Ipswich’s St Elizabeth Hospice is to get more NHS funding to cope with an “increasing financial deficit” - including an extra £723,000 this year to help pay for care at the end of people’s lives.

The facility, in Foxhall Road, provides palliative care for those with progressive and terminal illnesses.

However, its specialist services cost £10.5million a year to run - at a time when funding from the Ipswich and East Suffolk NHS Clinical Commissioning Group (CCG) has been falling year-on-year since 2016.

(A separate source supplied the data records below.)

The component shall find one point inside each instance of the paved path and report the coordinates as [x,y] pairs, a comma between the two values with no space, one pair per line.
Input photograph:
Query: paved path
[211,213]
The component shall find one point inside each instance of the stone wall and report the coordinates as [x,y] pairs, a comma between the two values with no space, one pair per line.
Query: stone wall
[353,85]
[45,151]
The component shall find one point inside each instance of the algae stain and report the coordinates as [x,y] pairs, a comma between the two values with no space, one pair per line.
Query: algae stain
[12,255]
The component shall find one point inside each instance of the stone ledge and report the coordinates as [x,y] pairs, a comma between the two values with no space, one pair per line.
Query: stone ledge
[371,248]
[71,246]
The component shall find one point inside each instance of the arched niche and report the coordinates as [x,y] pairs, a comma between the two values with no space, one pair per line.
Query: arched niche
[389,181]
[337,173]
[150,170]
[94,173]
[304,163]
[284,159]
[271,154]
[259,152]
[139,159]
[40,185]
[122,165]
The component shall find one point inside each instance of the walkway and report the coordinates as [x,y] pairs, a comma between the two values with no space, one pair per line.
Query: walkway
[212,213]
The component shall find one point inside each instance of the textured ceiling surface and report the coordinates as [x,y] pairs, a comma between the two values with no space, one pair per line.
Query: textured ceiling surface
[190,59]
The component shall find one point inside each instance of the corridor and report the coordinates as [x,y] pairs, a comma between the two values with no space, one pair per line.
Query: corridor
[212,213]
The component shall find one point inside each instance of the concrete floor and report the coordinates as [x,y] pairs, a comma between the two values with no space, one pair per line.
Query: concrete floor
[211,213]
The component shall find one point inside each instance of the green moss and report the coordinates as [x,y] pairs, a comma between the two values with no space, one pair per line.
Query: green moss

Papers produced for the CCG’s board meeting this week revealed “an increasing financial deficit to the CCG, which was £1,895,929 in 2018/19”.

It said the deficit was “mainly due to a reduction in legacy income - although there are other factors”. The current coronavirus crisis is also likely to dent its income from fundraising, with its charity shops closed.

The meeting papers added: “The hospice has reached a point where it can no longer sustain this deficit without intervention.”

As such, the CCG has agreed to make an additional £723,000 investment for the 2019/20 financial year, on top of its annual contribution of £1.4million.

It has also agreed a new four-year grant settlement, which will see funding rise to £2.1m within four years, to give the hospice greater financial certainty for the years ahead,

A spokesman for the hospice said: “The CCG recognises the value of our work and the proposal put to the CCG will increase funding gradually to the national benchmark level by the end of the period.

“This will strengthen our ability to continue providing specialist palliative and end of life care to our community, at a time when we are expecting an increase in demand on our services.

“We work closely with the CCG and we welcome their commitment to our work and contribution to supporting those affected by life-limiting illness.

“Even when funded at national benchmarked levels of statutory funding, the hospice will still need to generate 70% of funds through income generation activities which include fundraising, retail, lottery and legacies and therefore our community fundraising efforts will continue.”